不是碎裂,而是如花朵般绽开,分裂成数十个碎片。每个碎片都击中对手球拍的甜区——无论那“球拍”是什么形状,甜区在哪里,碎片都能找到。

力量传递,球拍脱手。

飞刀被击飞,铁蒺藜被反弹,铁球改变方向击倒投掷者。

彼得感觉视线一黑。

不是被打中,是极速的球体扭曲了空气,造成了短暂的视觉失真。当他恢复视力时,所有同伴都倒在地上,球拍散落一地,呻吟声此起彼伏。

而神崎凛司,只是微微喘了口气。

他走到金属栅栏前,伸手握住栏杆。没有蓄力,没有助跑,只是轻轻一拉——

刺耳的金属撕裂声。

手腕粗的钢条被硬生生扯断!断裂处不是整齐的切口,是扭曲的、像被巨力撕开的破布。
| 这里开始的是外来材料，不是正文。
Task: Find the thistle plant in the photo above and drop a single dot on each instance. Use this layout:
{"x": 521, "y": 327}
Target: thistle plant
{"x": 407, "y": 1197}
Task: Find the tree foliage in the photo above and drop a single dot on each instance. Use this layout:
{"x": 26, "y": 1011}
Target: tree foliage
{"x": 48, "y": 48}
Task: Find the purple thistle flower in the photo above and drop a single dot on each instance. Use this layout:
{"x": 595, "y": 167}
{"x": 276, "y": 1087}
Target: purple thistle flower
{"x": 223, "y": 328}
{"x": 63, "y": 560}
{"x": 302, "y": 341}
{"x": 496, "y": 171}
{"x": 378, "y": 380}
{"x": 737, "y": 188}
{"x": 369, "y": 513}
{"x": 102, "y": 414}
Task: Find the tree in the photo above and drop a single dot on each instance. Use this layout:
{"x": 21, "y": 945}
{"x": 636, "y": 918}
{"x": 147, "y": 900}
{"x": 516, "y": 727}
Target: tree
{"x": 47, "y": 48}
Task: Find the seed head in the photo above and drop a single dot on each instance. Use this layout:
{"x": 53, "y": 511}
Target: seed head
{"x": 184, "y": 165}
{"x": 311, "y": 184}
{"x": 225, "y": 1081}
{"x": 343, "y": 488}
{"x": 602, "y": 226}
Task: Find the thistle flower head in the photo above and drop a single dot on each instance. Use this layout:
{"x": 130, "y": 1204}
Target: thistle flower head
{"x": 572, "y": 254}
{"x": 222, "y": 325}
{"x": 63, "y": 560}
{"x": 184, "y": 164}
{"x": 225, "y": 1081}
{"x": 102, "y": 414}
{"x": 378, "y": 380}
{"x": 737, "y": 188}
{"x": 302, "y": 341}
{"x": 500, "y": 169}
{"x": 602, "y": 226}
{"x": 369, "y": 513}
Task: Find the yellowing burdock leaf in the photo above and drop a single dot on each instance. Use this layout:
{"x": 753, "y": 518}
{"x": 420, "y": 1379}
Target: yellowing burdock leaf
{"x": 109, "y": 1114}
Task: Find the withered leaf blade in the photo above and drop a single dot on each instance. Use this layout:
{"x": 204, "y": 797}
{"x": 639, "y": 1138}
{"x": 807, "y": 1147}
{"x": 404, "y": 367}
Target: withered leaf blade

栅栏被撕开一个足够三人并行的缺口,边缘的钢条扭曲成诡异的弧度。

神崎凛司率先走进拱门,甚至没回头看一眼。

身后,众人看着他的背影,又看看扭曲的栅栏,一时间无人说话。

切原赤也咽了口唾沫:“那个……真的是人类能做到的吗?”

迹部景吾笑了,笑声在寂静中格外响亮。

“所以本大爷才赌他赢。”迹部说,率先跟上神崎,“走吧,老鼠王还在等我们。”